Она вернулась к девочке, ещё раз посчитала пульс и померила давление.
Аллочка шевельнулась и открыла глаза.
– А мама? – спросила она очень тихо. – Где мама? Пить хочется.
– Мама в коридоре, а ты в больнице, – сообщила Джахан. – Попить я тебе попозже дам. Ты пока отдыхай. Что ты любишь? Море любишь?
– Я лес люблю.
– Вот представляй себе, что ты в лесу. Лежи тихонечко и представляй.
Телефон, похожий на полевую рацию, зазвонил, когда Джахан мыла инструменты.

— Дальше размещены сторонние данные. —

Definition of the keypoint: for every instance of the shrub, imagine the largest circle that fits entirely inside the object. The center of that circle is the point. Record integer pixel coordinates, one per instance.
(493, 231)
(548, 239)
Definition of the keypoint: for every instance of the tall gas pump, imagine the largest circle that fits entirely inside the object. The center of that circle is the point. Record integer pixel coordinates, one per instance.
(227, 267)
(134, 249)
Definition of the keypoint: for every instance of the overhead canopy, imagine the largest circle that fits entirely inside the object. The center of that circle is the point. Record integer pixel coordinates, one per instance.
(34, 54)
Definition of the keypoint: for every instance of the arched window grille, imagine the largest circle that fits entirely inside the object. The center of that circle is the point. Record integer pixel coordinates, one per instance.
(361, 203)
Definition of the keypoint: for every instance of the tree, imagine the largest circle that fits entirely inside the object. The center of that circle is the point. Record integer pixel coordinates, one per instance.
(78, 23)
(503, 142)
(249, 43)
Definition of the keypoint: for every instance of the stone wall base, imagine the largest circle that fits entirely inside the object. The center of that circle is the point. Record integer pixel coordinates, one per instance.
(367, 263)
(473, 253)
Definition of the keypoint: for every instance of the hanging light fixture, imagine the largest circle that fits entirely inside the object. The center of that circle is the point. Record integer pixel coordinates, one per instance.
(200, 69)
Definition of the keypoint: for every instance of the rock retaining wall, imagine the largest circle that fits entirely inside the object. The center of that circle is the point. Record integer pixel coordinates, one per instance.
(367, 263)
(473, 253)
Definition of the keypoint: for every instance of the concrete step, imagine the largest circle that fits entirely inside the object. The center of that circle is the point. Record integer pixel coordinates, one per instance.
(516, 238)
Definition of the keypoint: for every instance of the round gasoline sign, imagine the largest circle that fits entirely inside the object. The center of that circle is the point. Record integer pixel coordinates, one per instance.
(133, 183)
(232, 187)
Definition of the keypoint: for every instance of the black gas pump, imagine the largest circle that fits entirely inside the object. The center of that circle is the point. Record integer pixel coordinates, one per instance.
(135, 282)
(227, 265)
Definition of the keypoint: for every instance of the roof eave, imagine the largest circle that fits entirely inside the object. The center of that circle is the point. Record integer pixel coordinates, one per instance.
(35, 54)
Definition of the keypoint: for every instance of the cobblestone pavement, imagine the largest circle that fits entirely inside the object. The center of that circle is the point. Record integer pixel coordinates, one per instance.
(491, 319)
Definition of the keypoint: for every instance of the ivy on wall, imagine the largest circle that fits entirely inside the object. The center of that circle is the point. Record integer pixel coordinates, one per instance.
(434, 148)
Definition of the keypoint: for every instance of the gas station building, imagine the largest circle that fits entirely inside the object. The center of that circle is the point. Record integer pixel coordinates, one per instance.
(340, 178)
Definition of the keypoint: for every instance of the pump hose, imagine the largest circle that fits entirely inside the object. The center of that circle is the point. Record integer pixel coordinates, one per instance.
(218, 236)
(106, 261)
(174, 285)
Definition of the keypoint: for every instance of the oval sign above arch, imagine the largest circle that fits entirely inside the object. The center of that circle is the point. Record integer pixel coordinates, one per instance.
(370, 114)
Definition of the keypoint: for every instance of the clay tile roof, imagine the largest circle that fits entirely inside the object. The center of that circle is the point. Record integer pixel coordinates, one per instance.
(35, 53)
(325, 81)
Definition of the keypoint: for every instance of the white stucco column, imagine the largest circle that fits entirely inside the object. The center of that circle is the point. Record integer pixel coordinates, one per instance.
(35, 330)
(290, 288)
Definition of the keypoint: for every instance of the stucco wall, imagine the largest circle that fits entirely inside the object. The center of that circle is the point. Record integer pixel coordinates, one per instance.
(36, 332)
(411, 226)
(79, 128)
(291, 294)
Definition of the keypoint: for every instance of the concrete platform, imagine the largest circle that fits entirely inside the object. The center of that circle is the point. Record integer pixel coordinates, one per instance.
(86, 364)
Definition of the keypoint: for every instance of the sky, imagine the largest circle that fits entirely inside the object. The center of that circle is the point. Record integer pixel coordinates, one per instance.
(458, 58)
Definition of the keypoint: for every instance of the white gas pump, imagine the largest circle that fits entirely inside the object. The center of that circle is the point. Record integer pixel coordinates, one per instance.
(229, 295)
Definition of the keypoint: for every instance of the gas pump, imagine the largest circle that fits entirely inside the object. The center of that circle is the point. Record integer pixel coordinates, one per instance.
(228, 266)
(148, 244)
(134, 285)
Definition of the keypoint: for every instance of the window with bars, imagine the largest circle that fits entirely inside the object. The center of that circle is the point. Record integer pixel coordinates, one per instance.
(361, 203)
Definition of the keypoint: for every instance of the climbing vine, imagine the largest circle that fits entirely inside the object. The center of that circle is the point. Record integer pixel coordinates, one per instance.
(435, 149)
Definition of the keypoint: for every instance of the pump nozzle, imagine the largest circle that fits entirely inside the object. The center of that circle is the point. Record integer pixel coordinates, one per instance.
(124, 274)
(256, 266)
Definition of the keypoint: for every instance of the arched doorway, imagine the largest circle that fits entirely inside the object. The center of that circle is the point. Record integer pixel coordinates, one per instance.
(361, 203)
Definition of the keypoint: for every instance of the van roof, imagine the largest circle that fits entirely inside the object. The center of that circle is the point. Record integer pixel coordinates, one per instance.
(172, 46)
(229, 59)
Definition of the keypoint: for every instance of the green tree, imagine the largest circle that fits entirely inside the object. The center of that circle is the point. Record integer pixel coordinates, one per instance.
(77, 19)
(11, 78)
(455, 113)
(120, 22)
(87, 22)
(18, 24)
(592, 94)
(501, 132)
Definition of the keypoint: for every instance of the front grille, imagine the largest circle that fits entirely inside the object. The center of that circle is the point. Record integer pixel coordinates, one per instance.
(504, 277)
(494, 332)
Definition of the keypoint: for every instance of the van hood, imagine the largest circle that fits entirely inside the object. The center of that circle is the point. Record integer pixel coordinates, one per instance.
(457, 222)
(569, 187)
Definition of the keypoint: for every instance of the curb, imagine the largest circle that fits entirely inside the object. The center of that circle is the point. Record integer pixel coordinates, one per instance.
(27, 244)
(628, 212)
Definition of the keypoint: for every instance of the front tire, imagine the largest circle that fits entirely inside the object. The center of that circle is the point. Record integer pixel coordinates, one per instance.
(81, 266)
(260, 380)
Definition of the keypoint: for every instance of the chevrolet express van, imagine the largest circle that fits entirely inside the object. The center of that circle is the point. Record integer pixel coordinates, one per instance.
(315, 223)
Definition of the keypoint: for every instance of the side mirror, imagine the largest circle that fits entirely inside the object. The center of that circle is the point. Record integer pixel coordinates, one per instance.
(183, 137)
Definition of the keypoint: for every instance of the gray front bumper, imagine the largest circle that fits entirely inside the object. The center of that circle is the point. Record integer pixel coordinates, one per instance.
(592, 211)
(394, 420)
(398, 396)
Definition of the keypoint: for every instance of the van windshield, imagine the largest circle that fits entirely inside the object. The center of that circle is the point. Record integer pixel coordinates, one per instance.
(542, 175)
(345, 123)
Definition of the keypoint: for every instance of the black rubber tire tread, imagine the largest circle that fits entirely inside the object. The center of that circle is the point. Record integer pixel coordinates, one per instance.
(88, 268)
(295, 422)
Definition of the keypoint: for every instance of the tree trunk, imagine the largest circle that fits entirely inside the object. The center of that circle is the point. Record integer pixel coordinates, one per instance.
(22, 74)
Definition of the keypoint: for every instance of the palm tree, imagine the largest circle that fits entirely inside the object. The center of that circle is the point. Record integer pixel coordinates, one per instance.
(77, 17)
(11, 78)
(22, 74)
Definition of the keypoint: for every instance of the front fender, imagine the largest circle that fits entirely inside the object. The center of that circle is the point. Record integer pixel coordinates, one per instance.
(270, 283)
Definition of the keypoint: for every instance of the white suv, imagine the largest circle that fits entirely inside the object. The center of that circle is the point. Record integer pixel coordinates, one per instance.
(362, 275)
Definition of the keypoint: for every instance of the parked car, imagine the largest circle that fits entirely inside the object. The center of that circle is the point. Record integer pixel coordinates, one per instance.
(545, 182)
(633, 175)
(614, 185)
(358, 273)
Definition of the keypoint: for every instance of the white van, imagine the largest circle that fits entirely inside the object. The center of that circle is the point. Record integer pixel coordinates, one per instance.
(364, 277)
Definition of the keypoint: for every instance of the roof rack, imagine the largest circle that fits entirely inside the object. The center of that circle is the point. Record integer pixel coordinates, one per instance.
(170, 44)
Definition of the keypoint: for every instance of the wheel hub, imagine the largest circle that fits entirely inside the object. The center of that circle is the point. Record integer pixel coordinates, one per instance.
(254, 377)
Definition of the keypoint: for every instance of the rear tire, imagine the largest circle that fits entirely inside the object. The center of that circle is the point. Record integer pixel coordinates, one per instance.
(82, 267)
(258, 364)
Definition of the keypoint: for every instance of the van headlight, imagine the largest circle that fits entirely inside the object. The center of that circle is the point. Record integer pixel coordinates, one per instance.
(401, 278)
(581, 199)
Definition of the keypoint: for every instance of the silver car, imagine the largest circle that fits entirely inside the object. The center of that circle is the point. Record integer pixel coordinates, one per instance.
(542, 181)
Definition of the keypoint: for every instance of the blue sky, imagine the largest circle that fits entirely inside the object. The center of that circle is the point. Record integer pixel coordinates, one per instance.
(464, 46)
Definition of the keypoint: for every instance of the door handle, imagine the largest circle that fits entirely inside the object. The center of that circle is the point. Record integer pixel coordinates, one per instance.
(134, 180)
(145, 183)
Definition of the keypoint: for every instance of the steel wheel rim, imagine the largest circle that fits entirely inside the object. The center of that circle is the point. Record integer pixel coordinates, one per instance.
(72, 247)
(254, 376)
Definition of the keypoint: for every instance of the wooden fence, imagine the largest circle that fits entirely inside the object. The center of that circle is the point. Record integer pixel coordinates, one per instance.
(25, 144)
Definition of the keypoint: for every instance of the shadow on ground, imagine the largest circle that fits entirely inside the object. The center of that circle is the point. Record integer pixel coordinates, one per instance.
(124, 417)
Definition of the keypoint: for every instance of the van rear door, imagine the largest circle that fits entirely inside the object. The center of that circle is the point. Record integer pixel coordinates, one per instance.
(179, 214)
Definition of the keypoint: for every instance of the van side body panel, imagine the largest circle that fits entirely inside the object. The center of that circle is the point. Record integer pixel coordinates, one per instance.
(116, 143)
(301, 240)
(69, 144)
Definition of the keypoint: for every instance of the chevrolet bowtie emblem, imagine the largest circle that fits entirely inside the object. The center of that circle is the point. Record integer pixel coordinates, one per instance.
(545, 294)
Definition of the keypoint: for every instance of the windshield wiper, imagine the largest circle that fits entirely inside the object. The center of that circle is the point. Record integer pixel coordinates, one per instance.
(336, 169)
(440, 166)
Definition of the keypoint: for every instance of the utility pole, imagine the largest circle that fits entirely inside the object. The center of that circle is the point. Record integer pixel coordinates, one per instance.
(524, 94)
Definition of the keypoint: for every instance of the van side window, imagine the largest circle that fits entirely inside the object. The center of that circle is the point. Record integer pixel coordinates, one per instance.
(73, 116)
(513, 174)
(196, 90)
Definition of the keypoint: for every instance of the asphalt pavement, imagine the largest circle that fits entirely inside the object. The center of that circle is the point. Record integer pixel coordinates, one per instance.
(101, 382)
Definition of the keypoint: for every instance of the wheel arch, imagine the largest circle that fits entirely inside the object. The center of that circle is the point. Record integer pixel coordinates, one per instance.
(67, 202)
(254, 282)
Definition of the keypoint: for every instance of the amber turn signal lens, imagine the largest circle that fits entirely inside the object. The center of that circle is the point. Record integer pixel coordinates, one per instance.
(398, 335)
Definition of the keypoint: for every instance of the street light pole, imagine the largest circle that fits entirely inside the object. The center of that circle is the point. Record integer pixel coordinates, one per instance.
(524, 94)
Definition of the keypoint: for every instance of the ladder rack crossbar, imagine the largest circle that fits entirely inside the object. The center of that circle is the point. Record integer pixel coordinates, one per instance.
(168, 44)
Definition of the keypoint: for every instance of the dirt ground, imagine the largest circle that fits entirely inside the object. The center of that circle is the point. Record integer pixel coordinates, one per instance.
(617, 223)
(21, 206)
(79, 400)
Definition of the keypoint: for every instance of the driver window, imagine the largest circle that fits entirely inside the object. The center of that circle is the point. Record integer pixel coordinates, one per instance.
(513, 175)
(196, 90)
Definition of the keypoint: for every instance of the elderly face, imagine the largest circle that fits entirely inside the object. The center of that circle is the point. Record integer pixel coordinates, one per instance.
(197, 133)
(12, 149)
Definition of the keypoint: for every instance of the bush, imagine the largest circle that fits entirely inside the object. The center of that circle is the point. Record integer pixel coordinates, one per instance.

– В двадцати километрах к востоку от вас находится военная база войск стратегического назначения, – сообщил телефон. – Туда направлен санитарный самолёт из Горноалтайска. Будет у вас в ближайший час. Эвакуация больного требуется?
– На мой взгляд, больной необходим стационар, – ответила Джахан. – Операцию я провела. Для послеоперационного периода здесь условий нет.
– Ясно, – сказал телефон. – Ждите.
Джахан убрала инструменты, покидала в бак шапочку и халат – стирать и кипятить. Свою стерильную хирургическую пижаму она почему-то не взяла из дома, забыла.
Под стенами амбулатории в свете фонаря толпились соседи, переходили с места на место, переговаривались и курили. Джахан время от времени посматривала на них в окно. Выходить и разговаривать с Милой ей не хотелось, но она понимала, что придётся.
Она тянула время, подходила к девчонке, смотрела, как та спит, проверяла, ровно ли дышит.
Джахан сильно устала и от усталости мёрзла, хотелось крепкого чаю и полежать под одеялом, но она понимала, что до этого ещё далеко.
Когда на дороге загудела и засигналила мощная машина, Джахан вздохнула и распахнула дверь в смотровую.
Мать сидела, привалившись к соседке, – глаза закрыты, лицо жёлтое, – и, когда Джахан вышла, Мила всполохнулась и вытянулась.
– Ну что?
– Всё нормально, – сообщила Джахан. – За ней прислали самолёт. Сейчас в больницу отправим.
– Какой… самолёт? – едва выговорила мать. – Что за самолёт, откуда?..
На улице зашумели, из коридора народ ломился к двери, и Джахан переждала, пока пройдут любопытные.